In an effort to get out of Paris and explore the surrounding area a little, I’ve come to Troyes; a town about 150 km (93 miles) southeast of Paris where it would appear nobody lives.
Taking a cheap express bus from Paris to Troyes is simple enough. It’s not exactly an epic journey, though in the end I found out that the bus doesn’t actually stop in Troyes. Instead it stops on the edge of some out-of-town shopping park (that was closed!?) before it rejoins the highway and goes on to wherever all of the other people on the bus were actually going to.
So there I was, standing by the side of the road, on an unusually cold day that felt more like winter, thinking to myself that all of the featureless soul-sucking shops around didn’t look anything like the “picturesque Troyes” that I’d seen online.
There are times when I think that France is actually just India with excellent baked goods, cheese, and wine. I say this because, just as in India, things are often strangely convoluted or unnecessarily complicated here. I put this down to being ‘part of the charm’ of France, and perhaps just their way of making everyone remember that while getting a bus to actually take you to the place on your ticket might not be possible, nobody else in the world can make a croissant quite like the French.
No city buses or taxis were going to the come by the retail desert I was in, and as the bus pulled away I stood there looking confused amidst a handful of other people who now found themselves marooned in a a shopping no-mans-land.

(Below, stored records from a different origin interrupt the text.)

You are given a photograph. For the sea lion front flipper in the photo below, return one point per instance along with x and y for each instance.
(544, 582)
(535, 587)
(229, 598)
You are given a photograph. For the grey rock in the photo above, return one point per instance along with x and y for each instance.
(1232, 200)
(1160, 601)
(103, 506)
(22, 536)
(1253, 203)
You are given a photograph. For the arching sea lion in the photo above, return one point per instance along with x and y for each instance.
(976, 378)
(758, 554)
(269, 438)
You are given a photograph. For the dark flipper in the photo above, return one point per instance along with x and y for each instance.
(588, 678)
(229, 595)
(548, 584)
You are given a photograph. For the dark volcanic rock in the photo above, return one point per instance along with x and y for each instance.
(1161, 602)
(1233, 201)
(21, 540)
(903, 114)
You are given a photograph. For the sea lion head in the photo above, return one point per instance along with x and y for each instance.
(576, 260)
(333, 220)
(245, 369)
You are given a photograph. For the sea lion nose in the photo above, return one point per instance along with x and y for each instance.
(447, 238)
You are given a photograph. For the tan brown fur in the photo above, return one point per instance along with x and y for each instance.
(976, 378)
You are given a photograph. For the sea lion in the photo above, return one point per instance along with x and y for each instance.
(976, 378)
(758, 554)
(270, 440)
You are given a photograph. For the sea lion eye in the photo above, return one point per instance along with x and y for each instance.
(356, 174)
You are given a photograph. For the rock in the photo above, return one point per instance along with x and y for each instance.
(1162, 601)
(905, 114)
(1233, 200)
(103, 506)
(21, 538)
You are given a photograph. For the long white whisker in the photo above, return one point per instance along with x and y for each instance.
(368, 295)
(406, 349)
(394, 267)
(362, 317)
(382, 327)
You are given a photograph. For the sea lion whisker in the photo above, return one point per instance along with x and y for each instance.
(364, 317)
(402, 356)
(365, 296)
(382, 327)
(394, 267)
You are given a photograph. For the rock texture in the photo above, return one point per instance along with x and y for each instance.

One by one people just wandered off in different directions, muttering in French. Had it not been for a kind lady who took pity on us and offered a ride to the town with her friend who had gotten off the same bus, I might still be standing there now, thumbing at Google Translate on my phone, trying to find an appropriate translation for “What the fuck am I supposed to do now?”
After a short ride in the kind ladies car I found myself standing on cobbled streets among buildings that looked like the Troyes tourist information website. Ancient homes and shops painted different colors and huddled closely together, leaning like weekend drunkards waiting for sobriety to straighten them up. The cobbled streets and narrow laneways made imagining the history here easy. However, for some reason there was practically nobody around and nothing open; nothing apart from the gleaming new and modern tourist information office that is.
Might there be a reason the burley bus driver didn’t want to drive that last short distance into the town? Should I be concerned?
I know I am really behind with 366. I’ve been busy and catching up has been a nightmare. But I will get there so please bear with me.